[HACKERS] user-defined numeric data types triggering ERROR: unsupported type

Поиск
Список
Период
Сортировка
От Tomas Vondra
Тема [HACKERS] user-defined numeric data types triggering ERROR: unsupported type
Дата
Msg-id b68441b6-d18f-13ab-b43b-9a72188a4e02@2ndquadrant.com
обсуждение исходный текст
Ответы Re: [HACKERS] user-defined numeric data types triggering ERROR: unsupported type  (Tom Lane <tgl@sss.pgh.pa.us>)
Список pgsql-hackers
Hi,

while testing a custom data type FIXEDDECIMAL [1], implementing a
numeric-like data type with limited range, I ran into a several issues
that I suspect may not be entirely intentional / expected behavior.

[1] https://github.com/2ndQuadrant/fixeddecimal

Attached is a minimal subset of the extension SQL definition, which may
be more convenient when looking into the issue.

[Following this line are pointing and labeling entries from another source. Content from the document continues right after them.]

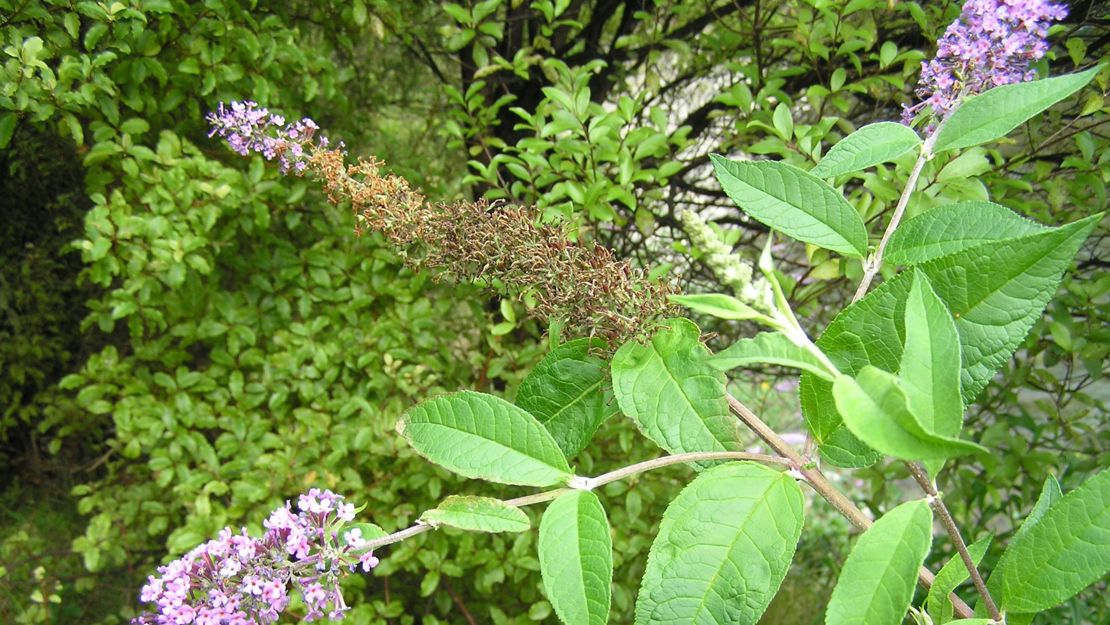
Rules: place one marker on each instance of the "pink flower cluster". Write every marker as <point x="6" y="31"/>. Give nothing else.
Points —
<point x="240" y="580"/>
<point x="249" y="128"/>
<point x="994" y="42"/>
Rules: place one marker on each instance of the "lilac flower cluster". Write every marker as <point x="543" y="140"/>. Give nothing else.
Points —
<point x="240" y="580"/>
<point x="249" y="128"/>
<point x="994" y="42"/>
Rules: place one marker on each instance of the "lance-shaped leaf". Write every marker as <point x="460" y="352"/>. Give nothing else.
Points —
<point x="724" y="546"/>
<point x="1050" y="494"/>
<point x="930" y="363"/>
<point x="954" y="228"/>
<point x="363" y="531"/>
<point x="566" y="393"/>
<point x="1061" y="554"/>
<point x="929" y="372"/>
<point x="576" y="558"/>
<point x="996" y="112"/>
<point x="772" y="348"/>
<point x="996" y="291"/>
<point x="477" y="514"/>
<point x="951" y="575"/>
<point x="483" y="436"/>
<point x="794" y="202"/>
<point x="875" y="410"/>
<point x="877" y="581"/>
<point x="675" y="396"/>
<point x="869" y="145"/>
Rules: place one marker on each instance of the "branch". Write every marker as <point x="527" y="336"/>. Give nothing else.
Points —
<point x="825" y="489"/>
<point x="954" y="533"/>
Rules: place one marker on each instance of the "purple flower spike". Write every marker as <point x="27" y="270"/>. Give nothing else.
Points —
<point x="249" y="128"/>
<point x="994" y="42"/>
<point x="240" y="580"/>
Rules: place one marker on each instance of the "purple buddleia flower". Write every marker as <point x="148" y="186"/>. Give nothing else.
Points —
<point x="994" y="42"/>
<point x="249" y="128"/>
<point x="241" y="580"/>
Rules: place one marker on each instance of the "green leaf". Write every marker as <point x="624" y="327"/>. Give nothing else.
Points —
<point x="951" y="575"/>
<point x="723" y="548"/>
<point x="367" y="532"/>
<point x="675" y="396"/>
<point x="954" y="228"/>
<point x="930" y="363"/>
<point x="996" y="292"/>
<point x="8" y="122"/>
<point x="877" y="581"/>
<point x="483" y="436"/>
<point x="1063" y="553"/>
<point x="576" y="558"/>
<point x="477" y="514"/>
<point x="718" y="305"/>
<point x="875" y="410"/>
<point x="1050" y="494"/>
<point x="996" y="112"/>
<point x="869" y="145"/>
<point x="565" y="392"/>
<point x="794" y="202"/>
<point x="772" y="348"/>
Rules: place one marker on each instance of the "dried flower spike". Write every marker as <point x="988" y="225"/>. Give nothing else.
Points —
<point x="505" y="248"/>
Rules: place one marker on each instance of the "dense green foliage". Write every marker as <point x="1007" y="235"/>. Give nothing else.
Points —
<point x="188" y="339"/>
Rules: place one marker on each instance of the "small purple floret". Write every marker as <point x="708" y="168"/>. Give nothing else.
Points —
<point x="249" y="128"/>
<point x="994" y="42"/>
<point x="240" y="580"/>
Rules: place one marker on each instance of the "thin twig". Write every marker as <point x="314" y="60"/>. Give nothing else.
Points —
<point x="946" y="518"/>
<point x="873" y="265"/>
<point x="584" y="483"/>
<point x="875" y="261"/>
<point x="825" y="489"/>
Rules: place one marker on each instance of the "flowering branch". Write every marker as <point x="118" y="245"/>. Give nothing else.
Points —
<point x="994" y="42"/>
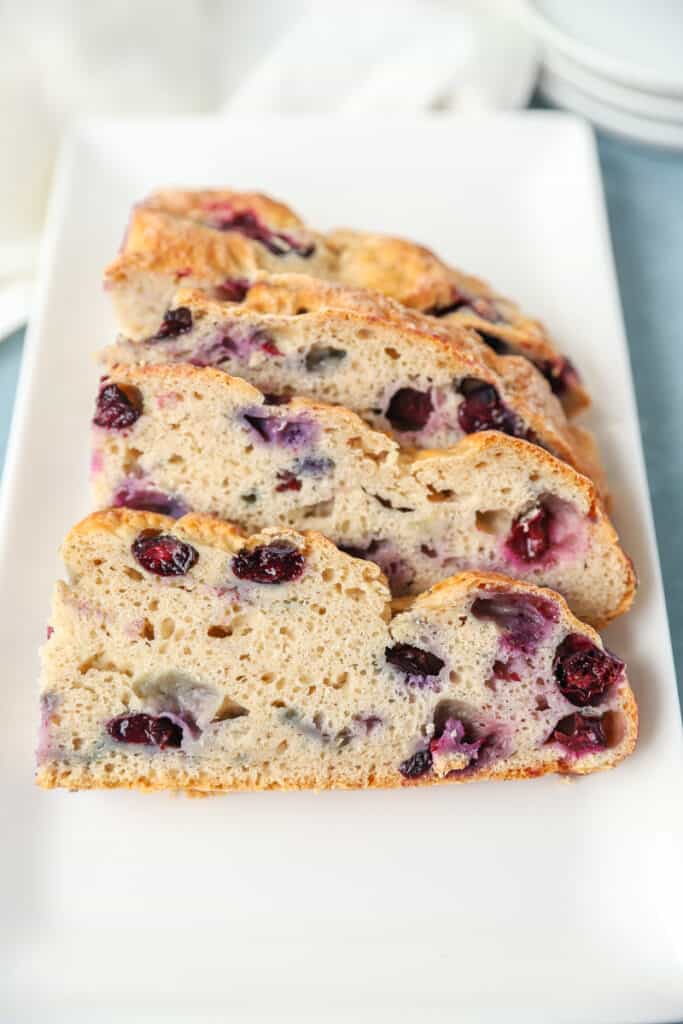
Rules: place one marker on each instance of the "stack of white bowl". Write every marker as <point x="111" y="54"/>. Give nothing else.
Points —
<point x="619" y="62"/>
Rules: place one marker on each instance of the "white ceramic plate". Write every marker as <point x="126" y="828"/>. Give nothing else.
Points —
<point x="629" y="41"/>
<point x="630" y="100"/>
<point x="653" y="131"/>
<point x="538" y="901"/>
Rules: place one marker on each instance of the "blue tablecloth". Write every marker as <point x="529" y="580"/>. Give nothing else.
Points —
<point x="644" y="188"/>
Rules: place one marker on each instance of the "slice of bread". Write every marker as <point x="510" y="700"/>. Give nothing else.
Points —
<point x="182" y="655"/>
<point x="218" y="239"/>
<point x="295" y="335"/>
<point x="201" y="440"/>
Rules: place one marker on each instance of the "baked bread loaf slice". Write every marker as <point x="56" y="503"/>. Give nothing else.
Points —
<point x="218" y="239"/>
<point x="182" y="655"/>
<point x="178" y="438"/>
<point x="295" y="335"/>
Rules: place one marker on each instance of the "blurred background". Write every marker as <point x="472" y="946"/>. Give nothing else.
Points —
<point x="616" y="62"/>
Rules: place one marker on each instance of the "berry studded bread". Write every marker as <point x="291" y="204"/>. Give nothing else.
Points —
<point x="180" y="438"/>
<point x="182" y="655"/>
<point x="217" y="240"/>
<point x="295" y="335"/>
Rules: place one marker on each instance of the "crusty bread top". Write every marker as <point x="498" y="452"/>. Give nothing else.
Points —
<point x="226" y="537"/>
<point x="291" y="297"/>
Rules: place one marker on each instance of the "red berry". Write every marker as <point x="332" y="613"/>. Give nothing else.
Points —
<point x="529" y="537"/>
<point x="164" y="554"/>
<point x="585" y="673"/>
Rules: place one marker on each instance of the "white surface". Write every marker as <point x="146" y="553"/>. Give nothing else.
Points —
<point x="631" y="100"/>
<point x="634" y="42"/>
<point x="653" y="131"/>
<point x="538" y="901"/>
<point x="411" y="55"/>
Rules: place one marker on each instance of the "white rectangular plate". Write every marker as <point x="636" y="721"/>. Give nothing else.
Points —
<point x="529" y="901"/>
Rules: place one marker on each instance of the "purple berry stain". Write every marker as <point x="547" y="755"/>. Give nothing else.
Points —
<point x="269" y="563"/>
<point x="560" y="374"/>
<point x="133" y="495"/>
<point x="175" y="323"/>
<point x="417" y="765"/>
<point x="248" y="223"/>
<point x="232" y="290"/>
<point x="529" y="537"/>
<point x="482" y="409"/>
<point x="288" y="481"/>
<point x="524" y="620"/>
<point x="410" y="410"/>
<point x="279" y="430"/>
<point x="152" y="730"/>
<point x="453" y="739"/>
<point x="118" y="407"/>
<point x="421" y="667"/>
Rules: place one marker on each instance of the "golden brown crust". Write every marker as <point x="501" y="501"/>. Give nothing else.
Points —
<point x="72" y="774"/>
<point x="294" y="295"/>
<point x="468" y="450"/>
<point x="170" y="224"/>
<point x="184" y="203"/>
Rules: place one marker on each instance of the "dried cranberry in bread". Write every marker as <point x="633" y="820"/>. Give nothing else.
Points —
<point x="205" y="441"/>
<point x="296" y="335"/>
<point x="183" y="655"/>
<point x="219" y="239"/>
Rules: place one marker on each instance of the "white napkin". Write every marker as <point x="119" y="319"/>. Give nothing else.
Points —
<point x="403" y="55"/>
<point x="328" y="55"/>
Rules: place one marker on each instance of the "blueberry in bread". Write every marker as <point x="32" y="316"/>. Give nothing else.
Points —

The most important issue is that when planning a simple query, the
estimation of range queries on a column with the custom data type fails
like this:

test=# create table t (a fixeddecimal);
CREATE TABLE
test=# insert into t select random() from generate_series(1,100000);
INSERT 0 100000
test=# analyze t;
ANALYZE
test=# select * from t where a > 0.9;
ERROR:  unsupported type: 16385

The error message here comes from convert_numeric_to_scalar, which gets
called during histogram processing (ineq_histogram_selectivity) when
approximating the histogram. convert_to_scalar does this:

switch (valuetypeid)
{
  ...
  case NUMERICOID:
  ...
    *scaledvalue = convert_numeric_to_scalar(value, valuetypid);
    *scaledlobound = convert_numeric_to_scalar(lobound, boundstypid);
    *scaledhibound = convert_numeric_to_scalar(hibound, boundstypid);
    return true;

  ...
}

The first call works fine, as the constant really is numeric
(valuetypeid=1700). But the histogram boundaries are using the custom
data type, causing the error as convert_numeric_to_scalar expects only a
bunch of hard-coded data types. So it's pretty much guaranteed to fail
with any user-defined data type.

This seems a bit unfortunate :-(

One solution would be to implement custom estimation function, replacing
scalarltsel/scalargtsel. But that seems rather unnecessary, especially
considering there is an implicit cast from fixeddecimal to numeric.
Another thing is that when there's just an MCV, the estimation works
just fine.

So I see two basic ways to fix this:

* Make convert_numeric_to_scalar smarter, so that it checks if there is
an implicit cast to numeric, and fail only if it does not find one.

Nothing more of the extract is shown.